By now you’ve probably plowed through the last remaining bits of pumpkin pie and turkey legs, but with Christmas right around the corner, your fridge will most likely become stocked with even more holiday leftovers (thanks Mom). Score. But, if you’re sick of re-heating all those yams and broccoli, look no further than my inspiration from Roebling Tea Room.

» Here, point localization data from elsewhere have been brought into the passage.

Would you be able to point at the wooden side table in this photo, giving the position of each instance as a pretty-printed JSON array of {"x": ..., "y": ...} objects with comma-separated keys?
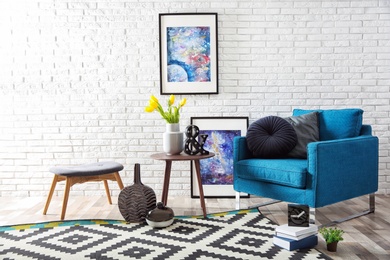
[{"x": 168, "y": 165}]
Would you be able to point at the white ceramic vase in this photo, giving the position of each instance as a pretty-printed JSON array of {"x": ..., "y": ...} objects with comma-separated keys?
[{"x": 173, "y": 139}]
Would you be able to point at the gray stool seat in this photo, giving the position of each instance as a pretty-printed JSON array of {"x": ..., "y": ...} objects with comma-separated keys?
[
  {"x": 101, "y": 171},
  {"x": 91, "y": 169}
]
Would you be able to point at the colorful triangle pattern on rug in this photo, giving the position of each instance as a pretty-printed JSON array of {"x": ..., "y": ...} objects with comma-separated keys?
[{"x": 235, "y": 235}]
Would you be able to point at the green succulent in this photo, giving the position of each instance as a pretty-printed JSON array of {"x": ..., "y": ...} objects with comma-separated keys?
[{"x": 332, "y": 234}]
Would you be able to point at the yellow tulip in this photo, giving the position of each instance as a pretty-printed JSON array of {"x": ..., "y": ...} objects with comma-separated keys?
[
  {"x": 171, "y": 100},
  {"x": 149, "y": 109},
  {"x": 153, "y": 103},
  {"x": 183, "y": 102},
  {"x": 154, "y": 98},
  {"x": 172, "y": 114}
]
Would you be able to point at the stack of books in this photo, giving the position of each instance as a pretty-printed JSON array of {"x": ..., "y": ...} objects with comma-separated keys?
[{"x": 293, "y": 238}]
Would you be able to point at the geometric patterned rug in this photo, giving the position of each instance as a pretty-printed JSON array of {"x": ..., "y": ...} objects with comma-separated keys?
[{"x": 235, "y": 235}]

While most leftover recipes ideas are for lunch or dinner, this recipe is designed for breakfast (or, if you like, breakfast for dinner). It’s an interesting and delicious twist on a classic holiday dish, and, the recipe couldn’t be easier.
Holiday Breakfast Remix
- Leftover mashed potatoes (sans gravy)
- 1 tsp. butter
- Splash of milk
- 1 egg
- 2 slices of bread
- Dijon mustard
- Shredded cheese of your choice (optional)

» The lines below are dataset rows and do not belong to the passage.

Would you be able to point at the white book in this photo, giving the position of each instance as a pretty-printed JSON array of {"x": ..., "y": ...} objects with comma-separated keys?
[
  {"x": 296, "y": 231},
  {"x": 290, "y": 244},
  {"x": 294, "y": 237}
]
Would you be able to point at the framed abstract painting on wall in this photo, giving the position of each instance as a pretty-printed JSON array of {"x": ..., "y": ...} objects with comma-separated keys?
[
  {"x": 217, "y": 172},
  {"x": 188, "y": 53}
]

Melt a pat of butter in a non stick saucepan. Add mashed potatoes and a splash of milk and heat until potatoes are warmed. Add shredded cheese, mix with potatoes until combined and remove from heat. In a separate pan, cook an egg sunny side up or over easy (your choice). Take 2 pieces of toast, a bagel, or whatever you have around the house (Roebling uses a sesame bun that is heavenly, but anything will do). Spread mustard on the bread (I went with a combo of Dijon and spicy brown), and follow with the mashed potatoes. Place the egg on top, and voilà. Pair with a little hair of the dog, and you have breakfast.